Striped bass. (U.S. Fish and Wildlife Service)
Regional fisheries regulators are limiting recreational fishers from catching larger striped bass after unexpectedly heavy recreational catches in 2022 raised alarms about whether the struggling Atlantic Coast population could rebound as hoped by the end of the decade.
The new limit, which went into effect May 3 and will last through Oct. 28, forbids recreational fishers in the Chesapeake Bay and along the coast from taking any striped bass more than 31 inches long, in an attempt to protect a robust population of the species born in 2015. It was imposed by the Striped Bass Management Board of the Atlantic States Marine Fisheries Commission, the body that oversees all fishing in state waters along the East Coast.
“Based on concern for the stock and the long-term interests of its stakeholders, the Board acted decisively to protect one of the few remaining strong year classes,” said board chair Marty Gary, who also serves on the Potomac River Fisheries Commission.

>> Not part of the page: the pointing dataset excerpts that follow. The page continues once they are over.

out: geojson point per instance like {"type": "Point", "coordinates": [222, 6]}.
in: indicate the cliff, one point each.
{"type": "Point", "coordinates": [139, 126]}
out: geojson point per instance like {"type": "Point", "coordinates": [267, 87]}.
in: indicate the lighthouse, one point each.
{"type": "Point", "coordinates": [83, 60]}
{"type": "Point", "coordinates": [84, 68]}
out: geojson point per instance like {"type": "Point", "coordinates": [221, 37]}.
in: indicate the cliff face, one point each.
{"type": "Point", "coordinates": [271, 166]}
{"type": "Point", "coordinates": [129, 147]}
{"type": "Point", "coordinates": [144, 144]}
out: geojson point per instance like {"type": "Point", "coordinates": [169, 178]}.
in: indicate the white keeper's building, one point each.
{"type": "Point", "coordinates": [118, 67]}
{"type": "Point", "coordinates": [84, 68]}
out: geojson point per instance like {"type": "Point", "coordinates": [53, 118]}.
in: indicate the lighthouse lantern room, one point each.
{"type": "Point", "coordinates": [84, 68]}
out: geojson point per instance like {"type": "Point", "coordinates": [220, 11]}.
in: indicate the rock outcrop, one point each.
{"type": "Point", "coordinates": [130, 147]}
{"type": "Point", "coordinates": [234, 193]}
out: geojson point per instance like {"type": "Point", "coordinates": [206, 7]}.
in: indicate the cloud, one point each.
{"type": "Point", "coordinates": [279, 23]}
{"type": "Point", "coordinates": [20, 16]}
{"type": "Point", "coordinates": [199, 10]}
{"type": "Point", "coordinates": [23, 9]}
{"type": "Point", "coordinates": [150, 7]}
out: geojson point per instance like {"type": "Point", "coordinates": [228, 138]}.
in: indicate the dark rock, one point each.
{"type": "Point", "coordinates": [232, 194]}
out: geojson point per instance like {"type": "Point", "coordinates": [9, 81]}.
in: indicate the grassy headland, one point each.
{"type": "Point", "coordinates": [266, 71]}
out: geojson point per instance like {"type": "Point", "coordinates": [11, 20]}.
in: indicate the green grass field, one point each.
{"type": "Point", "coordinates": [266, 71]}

Besides the emergency limits, the board also voted to begin considering whether changes should be made to current catch restrictions and season closures in both the recreational and commercial fisheries in order to help rebuild the Atlantic population.
“Recreational fishing pressure on striped bass is increasing just as the population is struggling to recover,” said Chris Moore, a scientist with the Chesapeake Bay Foundation, in a statement. “Fish that are caught and released can die, especially if released in the summer when water temperatures are high and oxygen levels are low.”
ASMFC boards are allowed to take emergency actions like this week’s new restrictions when public health and fisheries conservation goals have “been placed substantially at risk by unanticipated changes in the ecosystem, the stock, or the fishery.”
The striped bass board had found that if death rates remained as high as they were during 2022, the probability that the spawning population could reach the 2029 targets set by regulators fell from 97% likelihood to 15%.
Steve Atkinson, president of the Virginia Saltwater Sportfishing Association, said the striped bass declines have led to a situation of “either pay me now, or pay me more later.”
“I always prefer the now option,” he said in an email. “This fishery has been in decline for years, and it is time that they took bold action to save it.”
Recent research by William & Mary’s Virginia Institute of Marine Science found that 2022 was “another average year” for the hatching of striped bass in Virginia tributaries of the Chesapeake Bay.